Rechtsmittelbelehrung: Diese Entscheidung kann von dem Schuldner mit der sofortigen Beschwerde angefochten werden. Sie ist innerhalb einer Notfrist von 2 Wochen bei dem Amtsgericht Worms einzulegen. Die Frist beginnt mit der Zustellung bzw. mit der Verkündung der Entscheidung. Soweit die Zustellung durch öffentliche Bekanntmachung erfolgt ist, beginnt sie, sobald nach dem Tage der Veröffentlichung zwei weitere Tage verstrichen sind. Erfolgt die öffentliche Bekanntmachung neben der Zustellung ist für den Beginn der Frist das frühere Ereignis maßgebend. Die Beschwerde kann durch Einreichung einer Beschwerdeschrift eingelegt oder auch zu Protokoll der Geschäftsstelle eines jeden Amtsgerichts erklärt werden, wobei es für die Einhaltung der Frist auf den Eingang bei dem Beschwerdegericht ankommt. Sie ist von dem Beschwerdeführer oder seinem Bevollmächtigten zu unterzeichnen. Die Beschwerde muss die Bezeichnung des angefochtenen Beschlusses sowie die Erklärung enthalten, dass Beschwerde gegen diesen Beschluss eingelegt wird. Soll die Entscheidung nur zum Teil angefochten werden, so ist der Umfang der Anfechtung zu bezeichnen. Die Beschwerde soll begründet werden.

Rechtsbehelfe können auch als elektronisches Dokument eingereicht werden.
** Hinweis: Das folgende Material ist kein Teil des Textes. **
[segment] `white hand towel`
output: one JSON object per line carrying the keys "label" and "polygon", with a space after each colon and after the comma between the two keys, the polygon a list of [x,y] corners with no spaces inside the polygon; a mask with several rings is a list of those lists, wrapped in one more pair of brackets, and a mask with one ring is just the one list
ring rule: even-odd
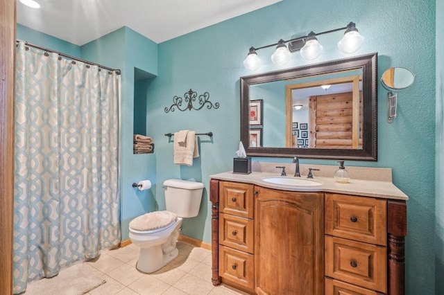
{"label": "white hand towel", "polygon": [[179,136],[176,136],[178,133],[174,134],[174,163],[192,166],[193,157],[196,152],[196,132],[189,131],[183,143],[178,142]]}

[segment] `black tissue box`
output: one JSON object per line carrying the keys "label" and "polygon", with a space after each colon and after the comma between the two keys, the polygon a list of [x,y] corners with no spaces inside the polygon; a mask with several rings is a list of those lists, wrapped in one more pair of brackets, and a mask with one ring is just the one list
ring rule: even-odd
{"label": "black tissue box", "polygon": [[234,158],[233,173],[251,173],[251,157],[247,157],[246,158]]}

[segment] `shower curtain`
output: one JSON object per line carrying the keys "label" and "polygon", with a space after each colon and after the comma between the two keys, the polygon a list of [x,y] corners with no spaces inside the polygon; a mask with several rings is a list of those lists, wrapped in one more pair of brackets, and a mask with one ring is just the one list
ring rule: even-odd
{"label": "shower curtain", "polygon": [[14,293],[120,242],[120,76],[19,42]]}

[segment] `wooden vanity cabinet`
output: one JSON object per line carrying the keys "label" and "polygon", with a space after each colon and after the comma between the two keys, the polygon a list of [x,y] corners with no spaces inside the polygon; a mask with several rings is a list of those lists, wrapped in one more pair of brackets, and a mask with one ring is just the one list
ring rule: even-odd
{"label": "wooden vanity cabinet", "polygon": [[210,201],[214,285],[258,294],[404,294],[405,201],[217,179]]}
{"label": "wooden vanity cabinet", "polygon": [[324,194],[255,190],[255,291],[323,294]]}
Eine einfache E-Mail genügt den gesetzlichen Anforderungen nicht. Das elektronische Dokument muss

  • mit einer qualifizierten elektronischen Signatur der verantwortenden Person versehen sein oder
  • von der verantwortenden Person signiert und auf einem sicheren Übermittlungsweg eingereicht werden. Ein elektronisches Dokument, das mit einer qualifizierten elektronischen Signatur der verantwortenden Person versehen ist, darf wie folgt übermittelt werden:
  • auf einem sicheren Übermittlungsweg oder
  • an das für den Empfang elektronischer Dokumente eingerichtete Elektronische Gerichts- und Verwaltungspostfach (EGVP) govapp_16417973158617710649122712873785 des Gerichts. Wegen der sicheren Übermittlungswege wird auf § 130a Absatz 4 der Zivilprozessordnung verwiesen. Hinsichtlich der weiteren Voraussetzungen zur elektronischen Kommunikation mit den Gerichten wird auf die Verordnung über die technischen Rahmenbedingungen des elektronischen Rechtsverkehrs und über das besondere elektronische Behördenpostfach (Elektronischer-Rechtsverkehr-Verordnung - ERVV) in der jeweils geltenden Fassung sowie auf die Internetseite www.justiz.de verwiesen.